C++ installations may or may not recognize the C cast operator. C++ has a richer set of casting operators that give the programmer better control of how and when the type conversion occurs. The analog of C casting is the operator static_cast<type_name>(expr), which converts the value of expr to type type_name. This new style cast is invoked like this:

c = static_cast<char>(y); 
x = static_cast<int>(b); 

There are two other C++ cast operators, dynamic_cast<type_name>(expr) and reinterpret_cast<type_name>(expr). The angle brackets in these operators are used to denote template parameter arguments, a topic we will cover later in the course.

Scope

The scope of a variable is the portion of the source code where the variable is valid, or "visible", to the computational context. Scope is determined implicitly by program structure.

A variable that is declared outside of any compound blocks and is usable anywhere in the file from its point of declaration is called a global variable and is said to have global scope. A variable declared within a block (i.e. a compound statement) has scope only within that block.
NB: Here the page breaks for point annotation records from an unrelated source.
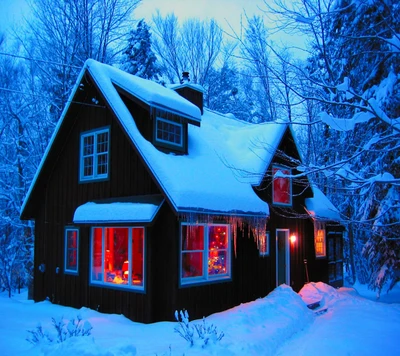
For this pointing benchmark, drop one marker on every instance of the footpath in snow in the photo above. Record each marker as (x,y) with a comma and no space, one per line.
(279,324)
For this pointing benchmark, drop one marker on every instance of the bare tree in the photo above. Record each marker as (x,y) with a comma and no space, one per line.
(194,47)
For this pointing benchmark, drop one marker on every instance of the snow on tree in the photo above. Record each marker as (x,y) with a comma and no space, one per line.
(139,59)
(353,76)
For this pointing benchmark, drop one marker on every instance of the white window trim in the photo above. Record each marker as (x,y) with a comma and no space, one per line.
(103,252)
(158,119)
(279,167)
(66,269)
(94,176)
(205,278)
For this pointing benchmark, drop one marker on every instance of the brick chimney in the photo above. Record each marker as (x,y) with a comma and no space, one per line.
(191,92)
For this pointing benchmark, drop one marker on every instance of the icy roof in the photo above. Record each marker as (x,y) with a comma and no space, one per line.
(226,156)
(320,207)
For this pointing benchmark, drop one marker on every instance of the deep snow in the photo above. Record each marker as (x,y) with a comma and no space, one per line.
(279,324)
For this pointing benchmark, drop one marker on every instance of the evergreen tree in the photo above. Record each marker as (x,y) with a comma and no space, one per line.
(139,58)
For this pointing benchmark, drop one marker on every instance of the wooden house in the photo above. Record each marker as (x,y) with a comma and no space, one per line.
(146,203)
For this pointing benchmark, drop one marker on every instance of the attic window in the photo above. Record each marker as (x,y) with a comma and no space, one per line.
(94,155)
(118,257)
(282,186)
(169,132)
(205,253)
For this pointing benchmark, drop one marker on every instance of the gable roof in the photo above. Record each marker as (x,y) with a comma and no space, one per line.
(226,156)
(320,207)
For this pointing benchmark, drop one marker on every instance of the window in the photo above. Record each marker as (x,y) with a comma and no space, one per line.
(118,257)
(71,250)
(169,132)
(319,239)
(205,253)
(263,247)
(94,155)
(282,186)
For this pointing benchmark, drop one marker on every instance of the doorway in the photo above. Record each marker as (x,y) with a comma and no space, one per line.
(282,257)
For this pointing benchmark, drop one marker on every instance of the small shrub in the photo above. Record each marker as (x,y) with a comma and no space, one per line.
(204,332)
(64,330)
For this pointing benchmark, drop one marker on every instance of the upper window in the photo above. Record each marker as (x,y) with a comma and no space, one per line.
(319,240)
(205,253)
(282,185)
(71,250)
(169,132)
(94,156)
(117,257)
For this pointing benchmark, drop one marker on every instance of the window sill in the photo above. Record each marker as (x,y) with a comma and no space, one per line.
(200,282)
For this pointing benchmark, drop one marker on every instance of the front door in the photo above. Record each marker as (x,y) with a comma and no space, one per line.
(282,257)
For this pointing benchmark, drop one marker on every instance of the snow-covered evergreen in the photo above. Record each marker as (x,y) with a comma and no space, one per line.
(139,58)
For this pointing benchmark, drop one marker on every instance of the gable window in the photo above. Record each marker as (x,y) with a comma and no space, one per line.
(281,186)
(169,132)
(94,155)
(71,252)
(117,257)
(205,253)
(319,239)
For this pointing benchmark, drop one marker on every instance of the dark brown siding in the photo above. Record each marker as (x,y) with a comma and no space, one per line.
(61,193)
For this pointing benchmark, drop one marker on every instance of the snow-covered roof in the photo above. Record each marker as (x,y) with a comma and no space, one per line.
(320,207)
(134,210)
(147,91)
(226,156)
(210,178)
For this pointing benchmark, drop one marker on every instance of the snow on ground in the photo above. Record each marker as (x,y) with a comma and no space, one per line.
(279,324)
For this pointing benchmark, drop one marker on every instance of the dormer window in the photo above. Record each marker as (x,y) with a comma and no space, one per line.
(169,132)
(94,155)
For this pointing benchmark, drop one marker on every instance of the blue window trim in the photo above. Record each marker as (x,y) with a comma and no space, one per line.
(206,278)
(95,283)
(266,252)
(94,177)
(170,143)
(290,184)
(66,269)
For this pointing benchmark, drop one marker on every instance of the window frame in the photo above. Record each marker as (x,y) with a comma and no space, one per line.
(320,226)
(166,142)
(67,269)
(102,283)
(266,252)
(206,278)
(94,176)
(282,168)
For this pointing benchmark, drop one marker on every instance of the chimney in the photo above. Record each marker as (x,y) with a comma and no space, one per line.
(191,92)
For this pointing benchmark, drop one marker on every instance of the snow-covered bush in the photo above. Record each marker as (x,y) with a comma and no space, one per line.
(64,330)
(204,332)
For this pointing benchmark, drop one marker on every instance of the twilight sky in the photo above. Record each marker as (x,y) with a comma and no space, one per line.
(228,13)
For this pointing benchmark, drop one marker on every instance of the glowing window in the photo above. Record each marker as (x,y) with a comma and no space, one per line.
(169,132)
(71,262)
(205,253)
(118,257)
(319,240)
(281,186)
(94,155)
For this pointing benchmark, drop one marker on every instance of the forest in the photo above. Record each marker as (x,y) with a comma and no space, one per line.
(342,97)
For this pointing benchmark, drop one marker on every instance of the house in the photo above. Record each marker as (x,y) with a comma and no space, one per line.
(146,203)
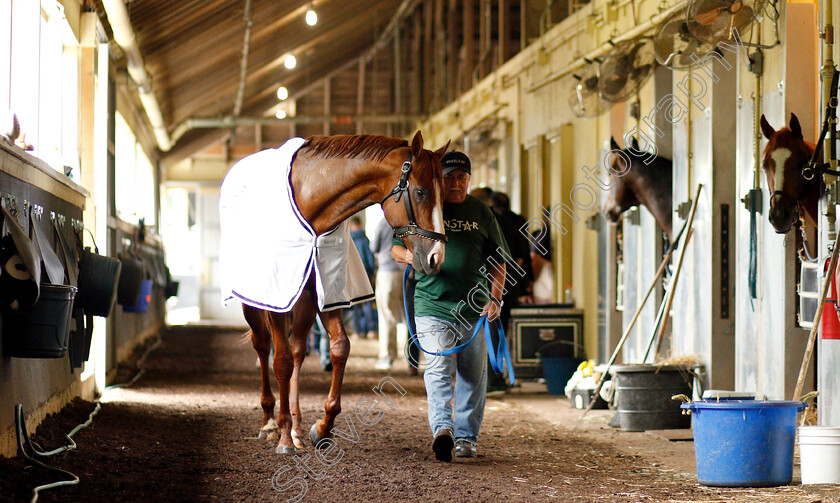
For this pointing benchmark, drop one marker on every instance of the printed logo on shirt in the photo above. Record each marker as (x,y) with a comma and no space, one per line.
(455,225)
C++ allows the declaration of variables anywhere within a program, subject to the declare before use rule. C requires variable declarations at the beginning of a block. Here is code illustrating scope of three variables:

                                //   scopes:
                                //  x  i  j  k
float x;                        //  |
int main()                      //  |
{                               //  |
  int i;                        //  |  |
  for (int j = 0; j < 100; ++j) //  |  |  |
  {                             //  |  |  |
    std::cin >> i;              //  |  |  |
    int k = i;                  //  |  |  |  |
    // more code                //  |  |  |  |
  }                             //  |  |
  return 0;                     //  |  |
}                               //  |

Note that x is global, i and j are local. The following code is more subtle.

#include <iostream>
int main()
{
  std::cout << "\nStarting Program\n";
  {
    int x = 5;			// declare new variable
    std::cout << "x = " << x << '\n';
    {
      int x = 8;
      std::cout << "x = " << x << '\n';
    }
    std::cout << "x = " << x << '\n';
    {
      x = 3;
    }
    std::cout << "x = " << x << '\n';
  }
}

You can run the program to be sure you understand how scope rules affect the values of the variables.

Namespaces

Namespaces are also used to limit the scope of identifiers. A namespace is created using the namespace key word as follows:

// filename: mystuff.h
namespace mystuff
{
  // declare, define things here, such as
  int myfunction (int x)
  {
    // code here
  }
} // end namespace mystuff

Any declarations and definitions made within the namespace block will not be in the global namespace, but will be in the namespace mystuff. Thus statements using items from mystuff must "resolve" the scope with a scope resolution operator ::, as in this code:

#include < mystuff.h >
int x, y;
x = myfunction(y);          // error - unrecognized identifier
x = mystuff::myfunction(y); // OK - namespace resolved

Implicit namespace resolution may be used by invoking a using directive, as follows:

#include < mystuff.h >
using mystuff;              // includes mystuff into global namespace
int x, y;
x = myfunction(y);          // OK
x = mystuff::myfunction(y); // OK

A namespace may be opened and added to in several places, which enhances the convenience of their use. For example, several different files could add items to the mystuff namespace. Namespaces are extremely useful when more than one person is working on code for a single project, a situation quite common in the professional world. Using namespaces can prevent name conflicts and ambiguities created when two programmers (or one programmer at two different times) happen to use the same identifier for different purposes.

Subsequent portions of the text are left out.